With specific regard to HIV/AIDS, the key interventions for achieving the objective of universal access are:

  • Public education on the risk factors, namely drug and alcohol abuse, having multiple partners, ignorance, certain cultural practices, etc.
  • HIV testing and counselling as an entry point to prevention. This matter of great importance has not been given adequate attention as evidenced by the figures I enumerated earlier. It would be advisable for the military to devote more attention to this matter.
  • Primary prevention, through using various methods: abstinence; fidelity and/or reduction of the number of partners; use of condoms (by males and females); early and effective treatment of sexually-transmitted infections; post-exposure prophylaxis by using antiretrovirals; safe blood transfusion and prevention of nosocomial infection.
  • Prevention of vertical transmission, which is part of primary prevention, deserves emphasis, given its importance. That can be done through screening pregnant women in antenatal examination and including them in antiretroviral treatment programme.
  • Male circumcision, which is also part of primary prevention, must be given emphasis due to its specificity and its growing importance in the Region, suffice it to mention that new methods of circumcision are becoming available on the market.
  • Antiretroviral treatment, to be started as early as possible based on new WHO criteria (CD4 cell-count <350 per mm2 ), while ensuring its accessibility to patients in need.
  • Control of HIV/TB co-infection.

It is important to note that the only way to make a significant impact on the trends of the epidemic in the African Region is to use the multisectoral approach and a combination of interventions.

Before I end my speech, permit me to address some issues related to other components of MDG6, namely: malaria and some infectious diseases of epidemic potential.

Notwithstanding the progress made by African countries in the past five years, malaria continues to be a major cause of illness and death. The WHO World Malaria Report 2010 indicates that nearly 80% (225 million) of malaria cases and 90% (781 000) of malaria deaths worldwide are in the African Region.

In 2010, 23 countries of the Region recorded a reduction of more than 50% of malaria cases and deaths, which indicates that it is possible to control and even eliminate the disease. For its part, Southern Africa recorded over 50% reduction of malaria cases and deaths in health facilities.

With regard to infectious diseases of epidemic potential, starting with cholera, more than 90% of cases reported to WHO are in the African Region. Every year, 20 countries in our Region report more than 100 000 cases with nearly 3100 deaths. Six SADC countries, namely Angola, Democratic Republic of the Congo (DRC), Malawi, Mozambique, Zambia and Zimbabwe reported outbreaks of cholera epidemic in 2011. This problem is multisectoral and the challenges in controlling cholera are related to access to safe drinking water and basic sanitation in addition to lack of hygiene.

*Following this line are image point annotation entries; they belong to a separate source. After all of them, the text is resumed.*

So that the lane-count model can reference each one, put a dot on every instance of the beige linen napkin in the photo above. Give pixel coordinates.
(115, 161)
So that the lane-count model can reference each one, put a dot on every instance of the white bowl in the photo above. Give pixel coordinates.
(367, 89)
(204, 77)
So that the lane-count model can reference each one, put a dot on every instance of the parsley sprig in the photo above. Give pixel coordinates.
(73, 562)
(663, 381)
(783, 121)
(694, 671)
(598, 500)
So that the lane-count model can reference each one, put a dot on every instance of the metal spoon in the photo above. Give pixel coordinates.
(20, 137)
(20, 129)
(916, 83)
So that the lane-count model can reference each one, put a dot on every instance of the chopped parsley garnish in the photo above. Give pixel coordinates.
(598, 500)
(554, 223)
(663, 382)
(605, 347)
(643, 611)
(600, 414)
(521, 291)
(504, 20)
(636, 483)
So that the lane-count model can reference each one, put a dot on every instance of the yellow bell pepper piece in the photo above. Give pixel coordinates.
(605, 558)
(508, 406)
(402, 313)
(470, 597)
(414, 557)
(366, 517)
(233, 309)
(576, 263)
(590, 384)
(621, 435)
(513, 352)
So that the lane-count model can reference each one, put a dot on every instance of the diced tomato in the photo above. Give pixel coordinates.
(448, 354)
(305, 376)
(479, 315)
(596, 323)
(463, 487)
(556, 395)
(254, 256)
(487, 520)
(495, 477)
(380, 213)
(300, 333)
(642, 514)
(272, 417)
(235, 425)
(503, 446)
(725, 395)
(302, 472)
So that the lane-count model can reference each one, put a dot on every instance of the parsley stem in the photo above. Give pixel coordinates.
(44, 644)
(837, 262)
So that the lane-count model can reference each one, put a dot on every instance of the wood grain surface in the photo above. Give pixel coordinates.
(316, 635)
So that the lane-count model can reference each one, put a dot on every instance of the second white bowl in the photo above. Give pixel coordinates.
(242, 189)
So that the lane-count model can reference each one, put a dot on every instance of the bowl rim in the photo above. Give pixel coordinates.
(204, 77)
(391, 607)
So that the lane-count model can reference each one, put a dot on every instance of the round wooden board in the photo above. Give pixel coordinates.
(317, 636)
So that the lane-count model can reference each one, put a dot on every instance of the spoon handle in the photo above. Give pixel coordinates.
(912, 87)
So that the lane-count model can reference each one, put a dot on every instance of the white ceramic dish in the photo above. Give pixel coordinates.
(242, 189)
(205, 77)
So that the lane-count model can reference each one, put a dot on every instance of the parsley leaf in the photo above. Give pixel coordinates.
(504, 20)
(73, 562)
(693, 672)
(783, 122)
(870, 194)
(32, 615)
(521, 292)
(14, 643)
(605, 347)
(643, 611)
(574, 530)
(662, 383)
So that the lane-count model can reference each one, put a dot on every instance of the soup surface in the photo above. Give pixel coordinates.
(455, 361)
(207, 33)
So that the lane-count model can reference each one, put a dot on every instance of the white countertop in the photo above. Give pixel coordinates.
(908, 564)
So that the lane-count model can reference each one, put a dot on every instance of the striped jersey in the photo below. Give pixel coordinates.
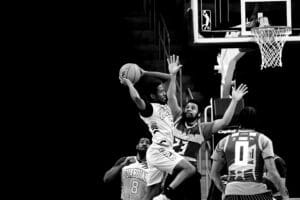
(134, 181)
(160, 124)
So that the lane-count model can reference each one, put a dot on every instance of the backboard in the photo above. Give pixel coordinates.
(230, 21)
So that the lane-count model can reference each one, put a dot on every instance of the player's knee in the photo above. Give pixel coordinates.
(191, 170)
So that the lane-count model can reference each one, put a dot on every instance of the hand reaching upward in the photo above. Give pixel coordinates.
(173, 64)
(237, 94)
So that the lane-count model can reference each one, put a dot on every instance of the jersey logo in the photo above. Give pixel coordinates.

Concerning viral haemorrhagic fevers, it should be recalled that the most lethal fevers are caused by Ebola virus and Marburg virus.

Since the discovery of Ebola in 1976 up to the year 2008, 20 outbreaks of epidemics of Ebola fever have already been recorded. An estimated 2293 cases have been recorded causing 1536 deaths. The lethality rate ranges between 50% and 95%. Congo, DRC, Gabon and Uganda were the countries affected by the Ebola epidemics.

With regard to Marburg virus epidemics, between 1980 and 2007, there have been more than 358 cases with 282 deaths, at an estimated lethality rate of 78%. The affected countries were Angola, DRC, Kenya, South Africa and Uganda.

The epidemiological profile of the African Region is dominated by infectious diseases which alone account for about 65% of mortality. However, there is absolute need to keep an eye on chronic noncommunicable diseases because their incidence is rising at an alarming rate. There is scientific evidence that chronic noncommunicable diseases have four main common risk factors: tobacco use, harmful use of alcohol, lack of exercise and poor dietary habits. It would be highly important, therefore, that the armed forces implement a noncommunicable diseases control programme directed at prevention of the risk factors.

I thank you very much for your attention.